Just about everything in Mulaney is stolen from Seinfeld. Even going back to the show's journey to the air, the parallels are creepily similar. Seinfeld was passed over by Fox and picked up by NBC; Mulaney was passed over by NBC and picked up by Fox (apparently they didn't want to let this go just in case lightning struck twice). The pilot is directed by Andy Ackerman, who helmed almost every episode of Seinfeld's final four seasons. In terms of the actual show, you have John (playing a possibly fictionalized version of himself, much like Jerry) performing to comedy club crowds as bookends to the episode, and his three friends, one of them a female whose name rhymes with Elaine and another who is always dropping in unannounced. There's a general lack of plot, quite a few eccentric personalities, and a lot of yelling for no reason. Mulaney is a 1990s show on a 2014 schedule, and it sticks out like a sore thumb. The whole concept of a "show about nothing," a moniker often attached Seinfeld that could also apply to a host of bygone comedies about friends who hang out and talk and find themselves in weird situations that they then hang out and talk about, feels very dated now. It's some strange combination of the over-the-top characters and the laugh track that just makes Mulaney awkward.

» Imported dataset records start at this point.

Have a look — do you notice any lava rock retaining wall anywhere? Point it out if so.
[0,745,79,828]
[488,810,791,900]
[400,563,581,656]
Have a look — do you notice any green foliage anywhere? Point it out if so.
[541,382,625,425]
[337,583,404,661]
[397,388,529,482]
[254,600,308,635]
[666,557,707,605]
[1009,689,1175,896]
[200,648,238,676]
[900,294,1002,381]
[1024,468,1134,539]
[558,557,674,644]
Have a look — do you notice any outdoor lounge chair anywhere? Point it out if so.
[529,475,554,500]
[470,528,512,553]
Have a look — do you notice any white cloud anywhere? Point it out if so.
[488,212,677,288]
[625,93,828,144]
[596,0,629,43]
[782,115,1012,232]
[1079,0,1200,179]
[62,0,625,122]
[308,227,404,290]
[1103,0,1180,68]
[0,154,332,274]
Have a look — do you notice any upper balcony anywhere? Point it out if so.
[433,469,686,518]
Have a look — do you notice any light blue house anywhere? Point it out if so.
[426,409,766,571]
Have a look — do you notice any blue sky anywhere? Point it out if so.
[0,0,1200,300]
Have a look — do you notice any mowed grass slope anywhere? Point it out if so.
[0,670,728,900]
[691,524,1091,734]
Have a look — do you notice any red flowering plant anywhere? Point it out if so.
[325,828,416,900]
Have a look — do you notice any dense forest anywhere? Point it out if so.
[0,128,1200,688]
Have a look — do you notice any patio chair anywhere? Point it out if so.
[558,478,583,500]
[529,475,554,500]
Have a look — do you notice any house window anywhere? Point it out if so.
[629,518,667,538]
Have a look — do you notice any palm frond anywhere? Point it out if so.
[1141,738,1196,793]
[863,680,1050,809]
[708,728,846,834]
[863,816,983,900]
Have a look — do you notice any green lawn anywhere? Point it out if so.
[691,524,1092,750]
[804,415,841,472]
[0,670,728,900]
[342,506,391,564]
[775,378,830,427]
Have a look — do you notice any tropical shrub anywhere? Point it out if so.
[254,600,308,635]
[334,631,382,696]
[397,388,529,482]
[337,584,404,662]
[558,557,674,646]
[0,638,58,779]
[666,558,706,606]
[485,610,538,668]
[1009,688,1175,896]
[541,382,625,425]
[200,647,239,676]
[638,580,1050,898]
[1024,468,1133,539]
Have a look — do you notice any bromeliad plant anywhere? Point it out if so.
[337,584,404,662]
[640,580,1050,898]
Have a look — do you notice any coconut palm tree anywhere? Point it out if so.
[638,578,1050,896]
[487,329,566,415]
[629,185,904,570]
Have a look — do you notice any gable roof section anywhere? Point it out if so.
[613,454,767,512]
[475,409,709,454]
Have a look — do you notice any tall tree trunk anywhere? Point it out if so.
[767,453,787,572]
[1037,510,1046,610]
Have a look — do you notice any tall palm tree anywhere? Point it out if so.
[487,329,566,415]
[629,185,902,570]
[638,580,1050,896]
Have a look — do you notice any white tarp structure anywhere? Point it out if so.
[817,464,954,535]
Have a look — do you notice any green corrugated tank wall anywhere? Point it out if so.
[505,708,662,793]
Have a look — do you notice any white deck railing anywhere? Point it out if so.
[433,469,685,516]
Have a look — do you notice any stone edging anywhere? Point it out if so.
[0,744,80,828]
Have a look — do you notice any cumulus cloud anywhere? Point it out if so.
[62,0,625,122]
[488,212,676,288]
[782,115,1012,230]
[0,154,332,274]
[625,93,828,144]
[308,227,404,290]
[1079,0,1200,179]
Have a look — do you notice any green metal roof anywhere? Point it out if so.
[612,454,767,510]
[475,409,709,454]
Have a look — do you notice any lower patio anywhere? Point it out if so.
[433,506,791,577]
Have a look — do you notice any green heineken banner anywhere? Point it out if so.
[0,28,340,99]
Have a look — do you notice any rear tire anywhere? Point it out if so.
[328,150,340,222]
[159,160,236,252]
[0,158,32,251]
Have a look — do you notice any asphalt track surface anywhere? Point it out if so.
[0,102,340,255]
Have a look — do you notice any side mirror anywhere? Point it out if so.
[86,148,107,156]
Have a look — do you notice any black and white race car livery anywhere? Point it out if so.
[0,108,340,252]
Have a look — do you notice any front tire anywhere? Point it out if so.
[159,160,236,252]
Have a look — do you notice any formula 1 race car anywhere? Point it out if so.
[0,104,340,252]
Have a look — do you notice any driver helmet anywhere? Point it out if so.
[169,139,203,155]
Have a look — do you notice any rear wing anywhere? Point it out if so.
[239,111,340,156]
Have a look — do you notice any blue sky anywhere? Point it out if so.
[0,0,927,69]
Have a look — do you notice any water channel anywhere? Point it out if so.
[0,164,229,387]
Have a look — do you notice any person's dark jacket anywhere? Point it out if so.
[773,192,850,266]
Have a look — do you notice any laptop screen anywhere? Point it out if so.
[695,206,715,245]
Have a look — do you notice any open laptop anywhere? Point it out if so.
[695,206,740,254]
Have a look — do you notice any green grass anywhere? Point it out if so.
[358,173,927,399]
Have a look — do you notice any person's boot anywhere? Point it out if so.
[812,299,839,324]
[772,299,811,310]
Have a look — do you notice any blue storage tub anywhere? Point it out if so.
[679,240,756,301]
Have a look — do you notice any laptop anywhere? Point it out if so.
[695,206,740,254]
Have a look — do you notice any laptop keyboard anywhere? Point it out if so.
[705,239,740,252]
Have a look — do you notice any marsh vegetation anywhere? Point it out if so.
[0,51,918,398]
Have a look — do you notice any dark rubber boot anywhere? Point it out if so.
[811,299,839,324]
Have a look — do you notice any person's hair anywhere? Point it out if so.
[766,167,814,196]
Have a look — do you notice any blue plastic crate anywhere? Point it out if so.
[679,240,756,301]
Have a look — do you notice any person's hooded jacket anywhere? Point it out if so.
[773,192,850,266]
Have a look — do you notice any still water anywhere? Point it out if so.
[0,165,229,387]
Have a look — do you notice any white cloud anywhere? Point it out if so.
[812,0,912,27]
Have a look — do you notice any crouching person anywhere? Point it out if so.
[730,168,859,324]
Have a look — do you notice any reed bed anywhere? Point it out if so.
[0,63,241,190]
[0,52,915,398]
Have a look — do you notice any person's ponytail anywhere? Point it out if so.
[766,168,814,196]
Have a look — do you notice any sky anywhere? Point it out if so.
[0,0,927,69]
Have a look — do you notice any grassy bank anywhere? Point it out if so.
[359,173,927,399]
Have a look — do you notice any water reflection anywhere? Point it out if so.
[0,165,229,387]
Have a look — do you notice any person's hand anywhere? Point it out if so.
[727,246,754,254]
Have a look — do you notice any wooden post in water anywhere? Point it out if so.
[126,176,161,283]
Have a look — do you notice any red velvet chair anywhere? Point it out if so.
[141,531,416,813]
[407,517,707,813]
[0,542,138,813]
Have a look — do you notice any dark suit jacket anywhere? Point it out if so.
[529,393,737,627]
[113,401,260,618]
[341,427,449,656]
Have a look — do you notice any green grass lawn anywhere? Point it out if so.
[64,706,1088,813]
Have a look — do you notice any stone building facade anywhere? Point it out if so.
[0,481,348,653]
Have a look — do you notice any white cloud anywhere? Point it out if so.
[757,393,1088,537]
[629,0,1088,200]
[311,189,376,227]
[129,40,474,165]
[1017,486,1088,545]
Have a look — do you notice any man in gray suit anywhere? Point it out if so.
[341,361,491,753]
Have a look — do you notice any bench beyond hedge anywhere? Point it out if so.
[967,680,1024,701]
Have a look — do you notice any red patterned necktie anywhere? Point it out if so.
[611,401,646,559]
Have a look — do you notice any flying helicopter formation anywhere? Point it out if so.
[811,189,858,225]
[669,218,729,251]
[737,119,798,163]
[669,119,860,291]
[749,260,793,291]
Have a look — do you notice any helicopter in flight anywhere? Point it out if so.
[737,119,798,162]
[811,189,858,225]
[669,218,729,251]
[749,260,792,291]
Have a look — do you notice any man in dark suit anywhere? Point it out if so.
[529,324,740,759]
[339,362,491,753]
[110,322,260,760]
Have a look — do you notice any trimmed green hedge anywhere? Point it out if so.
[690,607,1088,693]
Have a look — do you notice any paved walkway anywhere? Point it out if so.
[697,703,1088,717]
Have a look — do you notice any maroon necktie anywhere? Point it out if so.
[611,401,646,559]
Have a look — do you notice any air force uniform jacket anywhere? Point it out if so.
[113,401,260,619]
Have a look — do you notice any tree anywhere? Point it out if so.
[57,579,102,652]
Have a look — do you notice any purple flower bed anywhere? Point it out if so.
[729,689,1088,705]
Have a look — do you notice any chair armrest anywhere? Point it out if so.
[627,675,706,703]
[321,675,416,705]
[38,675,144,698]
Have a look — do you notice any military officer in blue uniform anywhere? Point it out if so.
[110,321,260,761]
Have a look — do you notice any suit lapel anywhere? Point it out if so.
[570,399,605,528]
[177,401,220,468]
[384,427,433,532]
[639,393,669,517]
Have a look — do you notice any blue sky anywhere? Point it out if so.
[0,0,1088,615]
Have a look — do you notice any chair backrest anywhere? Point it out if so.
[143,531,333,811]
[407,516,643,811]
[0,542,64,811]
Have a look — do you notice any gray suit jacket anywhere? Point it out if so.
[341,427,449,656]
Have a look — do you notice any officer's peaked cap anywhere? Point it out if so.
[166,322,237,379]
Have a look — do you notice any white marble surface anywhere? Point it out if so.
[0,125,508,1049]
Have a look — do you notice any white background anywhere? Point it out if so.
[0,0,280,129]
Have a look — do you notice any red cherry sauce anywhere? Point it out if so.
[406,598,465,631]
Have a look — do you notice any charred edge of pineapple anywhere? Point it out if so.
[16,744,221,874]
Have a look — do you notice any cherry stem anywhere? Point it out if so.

The show is at its best, which still isn't all that good, when Mulaney is with his friends: Jane (SNL's Nasim Pedrad, easily the best part of the show), Motif (Seaton Smith), and Andre (Zack Pearlman). Then the show taps into that throwback charm and comfort we get from watching reruns of our favorite old shows. It's comfortable when the friends are all together, partly because Smith and Pedrad are both better actors than Mulaney, so they balance out the weirdness he radiates when he's acting as opposed to doing stand-up (though what is up with Pearlman's beard being a totally different color from his hair?). But then the show shifts to scenes with Martin Short as Mulaney's new boss (oh yes, that's one difference between Mulaney and Seinfeld: John has a job other than as a comedian, writing for a game show host), and everything kind of implodes. Short is typically dependable and almost always funny, but he's so out of place doing his usual caricature shtick next to Mulaney's awkward humor and grating monotone that it's hard to watch. Same goes for Oscar nominee Elliott Gould, who plays John's gay formerly radical neighbor. It's a strained, to put it lightly, performance that's so excessively weird that it borders on uncomfortable.
Mulaney is, overall, a timid little show. It's not sure what it wants to be, other than a Seinfeld rip-off (and a self-aware one at that). John Mulaney is an okay stand-up comedian and an okay comedic writer, but he's unmemorable on screen. He has no presence or confidence, and the same could be said of the show itself.